As a side note, this is also why you typically need to wait a minute or two for an AI-generated image to fully develop. If you stop the process earlier, you’ll get a noisy image that hasn’t gone through enough denoising steps.
How much does Midjourney cost?
While we’ve seen chatbots like ChatGPT and Bing Chat offer nearly unlimited usage for free, the same cannot be said for image generators. Virtually all of them have some limits in place, with Midjourney not even offering a free trial. This is because each image generation task requires a lot of computing power, specifically graphics processing units (GPUs). Furthermore, each GPU has finite video memory, which is used in large amounts for the denoising process.

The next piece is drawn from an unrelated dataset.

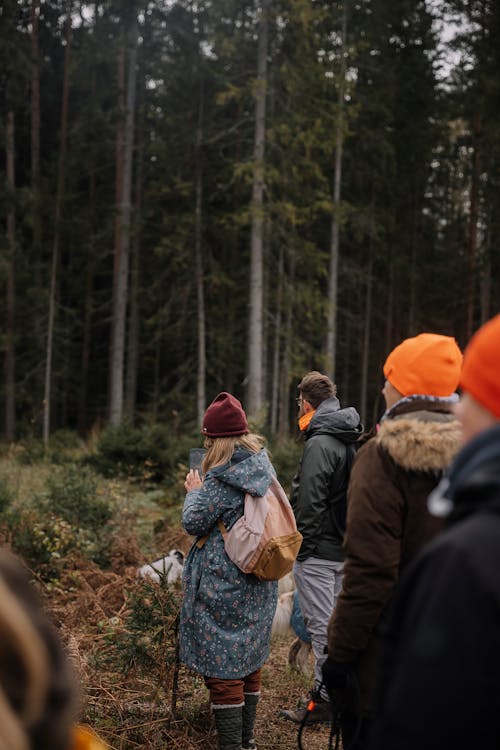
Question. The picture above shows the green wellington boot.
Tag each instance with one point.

So with that in mind, it’s not surprising that a state-of-the-art AI image generator will cost you some money. We have a dedicated guide on Midjourney’s pricing and subscription tiers, but you’ll have to pay a minimum of $10 per month. That nets you 3.3 hours of GPU time, good for roughly 200 image generations. The most expensive plan, meanwhile, gets you 60 hours of fast GPU time at $120 per month.
Midjourney costs a minimum of $10 per month, but you'll find better value in the higher-end plans.
Midjourney’s higher-end plans grant you unlimited images in Relaxed mode, but you’ll have to wait as long as 10 minutes. If you don’t need the absolute best quality, we recommend checking out the many Midjourney alternatives. While most free options haven’t caught up to Midjourney yet, they’re still plenty of fun to use.
Midjourney was trained on existing image samples, including art from various sources, to generate brand-new pictures. Some artists believe that AI image generators have infringed on their copyright by using their work for training. However, the other side argues that the training process falls under the category of fair use.
No, Midjourney cannot create a full video. But if you only want a process video of Midjourney’s image generation process, you can add the –video parameter to the end of your prompts.
Midjourney uses a machine learning technique known as diffusion, but it’s unclear if it’s partially based on the open-source Stable Diffusion model.
No, Midjourney is a closed-source and proprietary tool developed by a San Francisco-based research startup. It aims to turn profitable.
Midjourney is owned by an independent research firm with the same name. The image generator was founded in San Francisco by David Holz, who also co-founded the hand-tracking company Leap Motion a decade prior.